Design

 
Art Game
Art Game

Art Game

Designed with Charles and Ray Eames for IBM, this early interactive consumer prototype taught viewers to recognize the work of six Impressionist and Post-Impressionist painters. The game used overlapping pools of randomly selected images. After guessing an attribution, players get feedback offering reinforcement or hints to improve recognition on the next random selection. This structure required a complex writing task to compose feedback that makes equal sense, for example, when viewers incorrectly say a work is by Monet or correctly say it is not by Renoir.

As the game progresses, wrongly attributed works return to the pool and reappear, while correctly identified paintings are saved for review.

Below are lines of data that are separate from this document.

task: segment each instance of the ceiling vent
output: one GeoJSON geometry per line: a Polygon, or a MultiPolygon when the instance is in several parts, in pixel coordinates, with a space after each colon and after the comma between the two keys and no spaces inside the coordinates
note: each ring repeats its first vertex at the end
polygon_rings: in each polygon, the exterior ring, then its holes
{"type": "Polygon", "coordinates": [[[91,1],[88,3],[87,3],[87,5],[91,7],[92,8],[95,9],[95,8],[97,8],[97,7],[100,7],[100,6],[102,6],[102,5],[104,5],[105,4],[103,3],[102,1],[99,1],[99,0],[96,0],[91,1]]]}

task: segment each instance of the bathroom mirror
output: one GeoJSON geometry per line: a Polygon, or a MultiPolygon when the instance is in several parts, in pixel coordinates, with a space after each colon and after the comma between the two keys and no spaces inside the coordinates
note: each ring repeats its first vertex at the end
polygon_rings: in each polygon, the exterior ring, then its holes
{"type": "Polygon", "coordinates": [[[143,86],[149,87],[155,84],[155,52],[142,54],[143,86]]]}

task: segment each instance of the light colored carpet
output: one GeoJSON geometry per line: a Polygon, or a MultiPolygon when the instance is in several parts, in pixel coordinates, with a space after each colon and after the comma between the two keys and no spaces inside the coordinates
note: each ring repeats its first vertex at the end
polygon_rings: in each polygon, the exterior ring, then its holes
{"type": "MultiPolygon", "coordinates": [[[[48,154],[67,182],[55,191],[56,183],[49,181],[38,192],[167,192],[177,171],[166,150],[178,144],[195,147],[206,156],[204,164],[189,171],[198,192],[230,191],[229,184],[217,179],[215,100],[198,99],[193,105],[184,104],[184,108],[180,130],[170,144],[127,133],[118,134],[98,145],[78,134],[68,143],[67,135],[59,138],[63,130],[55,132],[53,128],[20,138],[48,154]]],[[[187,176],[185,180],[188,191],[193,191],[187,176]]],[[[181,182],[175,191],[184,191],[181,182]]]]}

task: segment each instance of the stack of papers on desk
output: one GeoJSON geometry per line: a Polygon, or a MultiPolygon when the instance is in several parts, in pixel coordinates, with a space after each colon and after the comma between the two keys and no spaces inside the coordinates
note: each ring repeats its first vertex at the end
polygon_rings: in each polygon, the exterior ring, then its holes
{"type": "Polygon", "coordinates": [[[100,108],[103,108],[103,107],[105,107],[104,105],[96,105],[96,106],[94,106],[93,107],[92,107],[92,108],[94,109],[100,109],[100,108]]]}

Users build a working ability to recognize work by the painter they are studying — without first having to learn the vocabulary of art criticism.

For a detailed written account, see “Art Game: An Early Interactive Design...,” ACM Interactions, May-June 2017, pp. 27-35. Even better, view my talk at the Interaction 18 conference in Lyon in Feb 2018.

Accenture Projects

Accenture Projects 2010-16

Some highlights from my career as an Accenture consultant, showing several user experience designs (pdf) for a variety of platforms (mobile & desktop), industries (finance, healthcare, government, resources), and degrees of finish (wireframes, internal, external).

Treasures

Consumer Interactive Multimedia

At Philips Media, we designed some great work for a short-lived consumer multimedia format known as Compact Disc Interactive, supported by Philips and Sony until 1996. The first completed non-fiction title in CD-I, "Treasures of the Smithsonian" was the most demonstrated program during the format's brief life. [More on 'Treasures.'] One of our designs, a CD-I "Guide to Lisbon," reportedly helped elect the mayor of Lisbon and the president of Portugal.

CD-Online

Interactive CD + Web

CD-Online: Web on TV

In 1995, just before the web took hold, I served as design director on a small team in Philips Media in London whose mission was to combine a CD-I player with internet access for the home TV. Sadly, the world's first TV-based internet service was short-lived, as the web and other connected devices quickly rendered this system obsolete.

DRC website

Dutch Reformed Church Restoration

The DRC website was written, designed and produced as a labor of love for the Newburgh Preservation Association and its efforts to restore a splendid Greek Revival former church designed in 1835 by A. J. Davis. The website was instrumental in getting the building named one of the "100 Most Endangered Sites" by the World Monuments Foundation. Sadly, after a few years, NPA gave up on the daunting project — the DRC is still a near-ruin.

Quad 2009 page from City of Newburgh site

City of Newburgh


Hoekema Design & Editorial won a competitive bid to re-design the City of Newburgh website in 2004. Working with multiple city departments, we created the site with a content management system, maintaining it for five years until 2009. The sample page shows a special layout for the 2009 quadricentennial Hudson-Fulton-Champlain celebrations. We took the state's official branding for 1609, 1807 & 1909 and added another panel for Newburgh's founding in 1709.

Davis map

Driving Mr. Davis

2003 marked the 200th birhday of America's first great architect, Alexander Jackson Davis (see Dutch Reformed Church above). Working with Hudson River Heritage, I created a map linking the five surviving buildings by A. J. Davis along the Hudson River, from Tarrytown up to the city of Hudson, as a guide for self-driving tours. The map was shamelessly appropriated and expanded from an IBM guide to their locations in the area — my finest hour in Photoshop! The reverse side provided pictures and capsule descriptions of the five buildings.